Taxe pro : le cadeau du conseil constitutionnel aux libéraux
Brève

Taxe pro : le cadeau du conseil constitutionnel aux libéraux

31.12.2009

Selon LesEchos.fr, ce sont 800 millions d’euros que l’Etat perdrait au profit des professionnels libéraux. Alors qu’il a validé la quasi-totalité de la réforme de la taxe professionnelle, le conseil constitutionnel vient en effet de censurer les dispositions dérogatoires qui s’appliquaient à certains professionnels libéraux. Déjà, l’Unapl (Union nationale des professions libérales) avait obtenu des sénateurs qu’ils réduisent de 6 à 5,5% l’assiette taxable sur les recettes, pour les libéraux employant moins de cinq salariés et faisant moins de 500 000 euros de chiffre d’affaire. Dans sa décision du 31 décembre, le conseil a considéré que, malgré tout, cette disposition dérogatoire plaçait ces derniers dans une position défavorable par rapport aux autres indépendants. « Le fait d’imposer davantage ceux qui emploient moins de cinq salariés constitue une rupture caractérisée du principe d’égalité devant l’impôt », affirme le Conseil.

Désormais, la loi établit donc les mêmes règles de taxation pour une entreprise en BNC réalisant moins de 500 000 euros de chiffre d’affaires et employant moins de 5 salariés que pour les entreprises relevant du régime de droit commun (sociétés de capitaux, exploitants individuels impliqués dans la catégorie des BIC, exploitant individuels imposés dans la catégorie des BNC plus de 5 salariés).
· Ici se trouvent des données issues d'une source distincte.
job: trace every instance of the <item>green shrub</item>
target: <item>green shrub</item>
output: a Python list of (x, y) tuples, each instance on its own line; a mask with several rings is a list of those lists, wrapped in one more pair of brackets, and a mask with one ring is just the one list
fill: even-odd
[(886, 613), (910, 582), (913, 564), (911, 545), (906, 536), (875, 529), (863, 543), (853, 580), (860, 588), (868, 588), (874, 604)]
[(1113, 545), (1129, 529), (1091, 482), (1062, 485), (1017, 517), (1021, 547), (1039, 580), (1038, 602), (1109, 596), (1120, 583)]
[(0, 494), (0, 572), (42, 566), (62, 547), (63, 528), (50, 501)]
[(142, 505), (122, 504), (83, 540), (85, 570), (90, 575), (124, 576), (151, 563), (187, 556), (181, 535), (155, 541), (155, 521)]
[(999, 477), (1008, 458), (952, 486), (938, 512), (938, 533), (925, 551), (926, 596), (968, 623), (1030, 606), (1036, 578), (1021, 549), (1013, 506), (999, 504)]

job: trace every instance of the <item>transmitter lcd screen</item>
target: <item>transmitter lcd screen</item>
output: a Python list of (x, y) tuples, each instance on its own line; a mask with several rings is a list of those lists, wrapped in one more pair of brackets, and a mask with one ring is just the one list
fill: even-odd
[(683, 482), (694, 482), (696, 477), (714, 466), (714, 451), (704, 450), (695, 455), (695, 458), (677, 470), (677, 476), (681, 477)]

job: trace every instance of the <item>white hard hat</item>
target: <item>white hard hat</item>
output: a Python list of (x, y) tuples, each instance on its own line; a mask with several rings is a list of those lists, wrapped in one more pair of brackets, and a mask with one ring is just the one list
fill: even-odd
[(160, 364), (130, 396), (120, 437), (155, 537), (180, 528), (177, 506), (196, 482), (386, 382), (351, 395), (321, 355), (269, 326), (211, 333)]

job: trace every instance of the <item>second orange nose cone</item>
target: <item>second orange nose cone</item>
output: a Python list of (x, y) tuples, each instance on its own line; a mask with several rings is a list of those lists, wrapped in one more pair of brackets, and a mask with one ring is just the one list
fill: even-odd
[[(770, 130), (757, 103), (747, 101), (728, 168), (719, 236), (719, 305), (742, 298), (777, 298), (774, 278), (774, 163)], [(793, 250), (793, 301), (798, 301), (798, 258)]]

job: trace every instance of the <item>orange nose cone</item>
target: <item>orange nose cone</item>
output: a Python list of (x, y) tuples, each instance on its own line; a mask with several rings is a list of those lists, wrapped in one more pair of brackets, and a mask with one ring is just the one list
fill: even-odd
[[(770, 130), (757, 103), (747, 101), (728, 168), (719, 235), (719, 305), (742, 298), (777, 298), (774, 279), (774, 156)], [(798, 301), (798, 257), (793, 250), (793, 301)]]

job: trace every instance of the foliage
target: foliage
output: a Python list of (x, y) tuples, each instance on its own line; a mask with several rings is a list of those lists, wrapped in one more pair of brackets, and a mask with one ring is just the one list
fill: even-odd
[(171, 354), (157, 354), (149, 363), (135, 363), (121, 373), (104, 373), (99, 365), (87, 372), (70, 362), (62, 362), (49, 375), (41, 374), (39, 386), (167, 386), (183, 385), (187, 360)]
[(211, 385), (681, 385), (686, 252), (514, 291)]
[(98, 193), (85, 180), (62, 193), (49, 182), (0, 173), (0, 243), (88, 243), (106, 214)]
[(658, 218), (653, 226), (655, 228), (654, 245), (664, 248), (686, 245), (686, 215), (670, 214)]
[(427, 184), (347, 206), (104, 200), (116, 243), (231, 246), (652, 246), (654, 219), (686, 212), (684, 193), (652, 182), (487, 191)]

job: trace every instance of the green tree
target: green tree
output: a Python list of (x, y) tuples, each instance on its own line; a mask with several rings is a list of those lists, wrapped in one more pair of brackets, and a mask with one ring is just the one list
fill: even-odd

Selon l’UNAPL, cela concernerait plus de 550 000 libéraux, dont la quasi-totalité des professions de santé.

L’UNAPL ne boude pas son plaisir. Dans un communiqué, l’organisation « se félicite de la décision prise par le Conseil Constitutionnel de censurer le régime particulier applicable aux titulaires de BNC au titre de la nouvelle CET (contribution économique territoriale). » Pour l’UNAPL, c’est un succès après des mois de lobbying intense. Comme l’explique Michel Giordano, son Vice-Président, « nous souhaitions vivement éviter les distorsions fiscales induites par l’article 2 du projet de loi de finance 2009; la particularité des BNC de moins de 5 salariés ayant été motivée lors des débats parlementaires par des raisons budgétaires, en aucun cas des raisons juridiques ou économiques.» Reste à savoir quelle sera la réaction du gouvernement, qui pourrait contreattaquer, par exemple via un collectif budgétaire dès le mois de janvier.